Transformation Example: Apples to Oranges

It is truly impressive that some developers have mastered a challenging technology such as XSLT which makes any moderately complex task nearly impossible. But is it really worth it? It is funny to me when someone being helpful on Microsoft XSL newsgroup produces a big long stylesheet solution that appears absolutely cryptic.
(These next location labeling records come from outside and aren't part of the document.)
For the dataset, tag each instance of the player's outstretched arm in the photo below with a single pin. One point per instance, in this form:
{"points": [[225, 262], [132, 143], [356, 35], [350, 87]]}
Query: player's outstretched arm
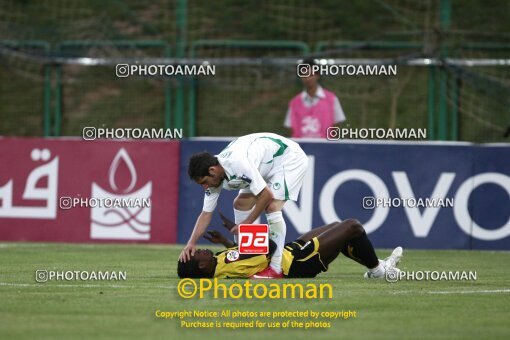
{"points": [[200, 227]]}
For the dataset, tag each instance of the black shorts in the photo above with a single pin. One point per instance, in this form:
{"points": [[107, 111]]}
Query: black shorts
{"points": [[306, 260]]}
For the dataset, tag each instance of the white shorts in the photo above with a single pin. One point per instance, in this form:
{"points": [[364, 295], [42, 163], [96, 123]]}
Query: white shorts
{"points": [[287, 175]]}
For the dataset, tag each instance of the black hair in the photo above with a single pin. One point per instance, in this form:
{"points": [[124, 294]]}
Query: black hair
{"points": [[200, 163], [190, 269]]}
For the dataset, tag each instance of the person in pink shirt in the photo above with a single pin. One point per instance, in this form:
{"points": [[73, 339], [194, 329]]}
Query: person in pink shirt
{"points": [[314, 110]]}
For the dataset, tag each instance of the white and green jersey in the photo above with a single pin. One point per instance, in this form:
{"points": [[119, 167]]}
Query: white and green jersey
{"points": [[253, 162]]}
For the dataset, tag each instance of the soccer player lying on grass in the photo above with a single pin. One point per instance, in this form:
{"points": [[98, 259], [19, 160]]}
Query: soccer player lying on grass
{"points": [[306, 257]]}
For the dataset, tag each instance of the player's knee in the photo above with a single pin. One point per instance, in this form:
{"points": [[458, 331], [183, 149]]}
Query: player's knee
{"points": [[355, 227], [274, 206]]}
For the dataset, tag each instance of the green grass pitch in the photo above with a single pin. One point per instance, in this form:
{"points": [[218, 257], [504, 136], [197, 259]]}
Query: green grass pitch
{"points": [[126, 309]]}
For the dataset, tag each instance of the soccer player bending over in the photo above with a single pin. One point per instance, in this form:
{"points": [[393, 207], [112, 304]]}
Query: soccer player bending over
{"points": [[306, 257]]}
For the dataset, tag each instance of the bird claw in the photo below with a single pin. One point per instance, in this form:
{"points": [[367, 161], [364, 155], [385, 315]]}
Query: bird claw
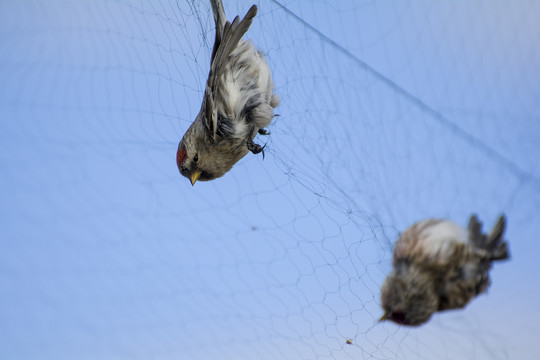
{"points": [[255, 148]]}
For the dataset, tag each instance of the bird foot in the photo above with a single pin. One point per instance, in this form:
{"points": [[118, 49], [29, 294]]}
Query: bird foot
{"points": [[255, 148]]}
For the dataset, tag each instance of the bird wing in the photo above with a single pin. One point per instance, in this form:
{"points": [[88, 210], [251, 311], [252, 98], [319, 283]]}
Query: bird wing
{"points": [[227, 37], [434, 243]]}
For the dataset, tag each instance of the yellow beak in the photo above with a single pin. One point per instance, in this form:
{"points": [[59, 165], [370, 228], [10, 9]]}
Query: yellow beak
{"points": [[194, 177], [384, 317]]}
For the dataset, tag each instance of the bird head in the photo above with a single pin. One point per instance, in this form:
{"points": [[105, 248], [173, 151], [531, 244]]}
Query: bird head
{"points": [[201, 159], [408, 298]]}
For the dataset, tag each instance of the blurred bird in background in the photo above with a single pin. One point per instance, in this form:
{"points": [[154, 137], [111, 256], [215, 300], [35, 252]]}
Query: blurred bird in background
{"points": [[238, 103], [438, 265]]}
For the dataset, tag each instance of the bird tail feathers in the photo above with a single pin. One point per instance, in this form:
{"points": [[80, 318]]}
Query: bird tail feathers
{"points": [[494, 243]]}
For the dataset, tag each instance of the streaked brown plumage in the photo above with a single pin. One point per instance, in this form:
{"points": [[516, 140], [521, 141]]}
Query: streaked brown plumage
{"points": [[438, 265], [238, 103]]}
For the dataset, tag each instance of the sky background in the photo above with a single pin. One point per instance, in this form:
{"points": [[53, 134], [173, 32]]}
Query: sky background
{"points": [[391, 112]]}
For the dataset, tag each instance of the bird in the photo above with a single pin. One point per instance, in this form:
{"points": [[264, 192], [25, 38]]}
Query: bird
{"points": [[439, 265], [238, 103]]}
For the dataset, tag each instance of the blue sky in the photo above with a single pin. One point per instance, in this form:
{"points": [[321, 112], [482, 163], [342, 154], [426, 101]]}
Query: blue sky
{"points": [[391, 112]]}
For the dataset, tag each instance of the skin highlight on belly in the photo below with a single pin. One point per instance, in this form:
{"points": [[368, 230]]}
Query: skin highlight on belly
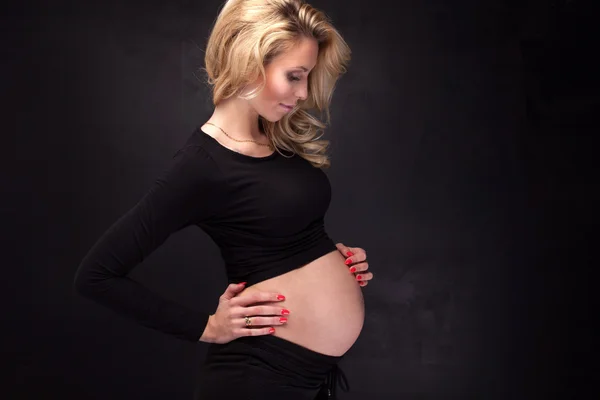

Below is a 55 line transformation example taken from a post called how to keep a running count without variable reassigment. As is typical with XSLT, the developer posing the question is having trouble implementing something that is very simple in familiar procedural languages like C++. He just wants to increment an integer for every line of output. It often turns out that there is a way to do it in XSLT, though it might strike you as non-intuitive. I provide this example in order to show how using CMarkup produces a much faster, cleaner and more straight-forward solution to the same problem (see also Transformation Using CMarkup).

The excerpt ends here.